The legacy of slain Israeli Prime Minister Yitzhak Rabin will be honored by the establishment of a new multidisciplinary center in Tel-Aviv aimed at furthering the pursuit of peace, democracy and tolerance.
Noa Ben Artzi-Pelossof, Rabin's granddaughter, told CBS This Morning's Thailia Assuras that the new center would serve to memorialize the fallen leader -- an architect of Israel's historic peace accords with Jordan and the Palestine Liberation Organization - through lectures, joint research with Palestinians and "everything we can do."
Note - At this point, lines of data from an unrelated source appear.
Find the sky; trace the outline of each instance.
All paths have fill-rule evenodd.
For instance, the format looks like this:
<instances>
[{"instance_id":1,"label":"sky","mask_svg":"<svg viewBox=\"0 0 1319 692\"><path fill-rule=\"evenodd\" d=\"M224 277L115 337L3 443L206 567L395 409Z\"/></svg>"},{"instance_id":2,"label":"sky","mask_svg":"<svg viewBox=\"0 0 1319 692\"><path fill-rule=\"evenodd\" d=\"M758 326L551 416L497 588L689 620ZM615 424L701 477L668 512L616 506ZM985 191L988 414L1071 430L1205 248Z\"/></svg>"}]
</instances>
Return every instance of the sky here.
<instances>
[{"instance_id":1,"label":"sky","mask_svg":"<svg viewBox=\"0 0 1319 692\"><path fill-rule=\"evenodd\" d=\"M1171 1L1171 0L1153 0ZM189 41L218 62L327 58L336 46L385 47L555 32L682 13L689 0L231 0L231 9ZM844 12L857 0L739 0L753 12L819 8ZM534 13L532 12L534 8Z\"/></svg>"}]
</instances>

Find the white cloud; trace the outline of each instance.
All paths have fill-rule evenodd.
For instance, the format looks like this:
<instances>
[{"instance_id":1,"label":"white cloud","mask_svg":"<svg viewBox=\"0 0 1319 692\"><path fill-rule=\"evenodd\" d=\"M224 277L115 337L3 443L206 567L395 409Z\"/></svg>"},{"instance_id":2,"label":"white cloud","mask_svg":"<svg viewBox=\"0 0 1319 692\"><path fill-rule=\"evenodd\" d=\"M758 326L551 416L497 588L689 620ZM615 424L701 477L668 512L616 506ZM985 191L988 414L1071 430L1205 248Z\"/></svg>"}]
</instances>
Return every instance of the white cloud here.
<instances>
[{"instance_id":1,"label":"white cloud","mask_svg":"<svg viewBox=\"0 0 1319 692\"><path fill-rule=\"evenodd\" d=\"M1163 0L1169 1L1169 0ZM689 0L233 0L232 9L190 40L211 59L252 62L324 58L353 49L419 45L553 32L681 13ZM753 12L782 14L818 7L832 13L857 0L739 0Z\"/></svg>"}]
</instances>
Rabin, a Nobel peace laureate, was shot at close range on November 4, 1995 by an ultranationalist Jew opposed to his peace police policies. It was the first time an Israeli prime minister was assassinated and hundreds of leaders - including former enemies -- congregated in Jerusalem for his funeral.
|Noa Ben Artzi-Pelossof|
"When you lose a person who is so close to you and in a matter of family, and state, and as a leader and as a grandfather -- so actually, you lose everything," she said.
Ben-Artzi Pelossof was thrust onto the international stage at age 18 when she delvered a powerful eulogy at her grandfather's funeral that moved some of the world leaders present to tears.
"Grandfather, you were our hero," she said at the funeral. "I wanted you to know that always whatever I did, I saw you before my eyes. Your love and your faith followed us on each path in our life."
Only months after his death, Rabin's successor and peace co-architect, Shimon Peres, was defeated in a special election by right-wing challenger Benjamin Netanyahu. Peace moves have moved much more slowly under his rule and have been stalled in a run-up to new parliamentary elections scheduled for May 17.
Polls say Netanyahu is currently running neck-in-neck with a protégé of Rabin's, former army chief of staff Ehud Barak.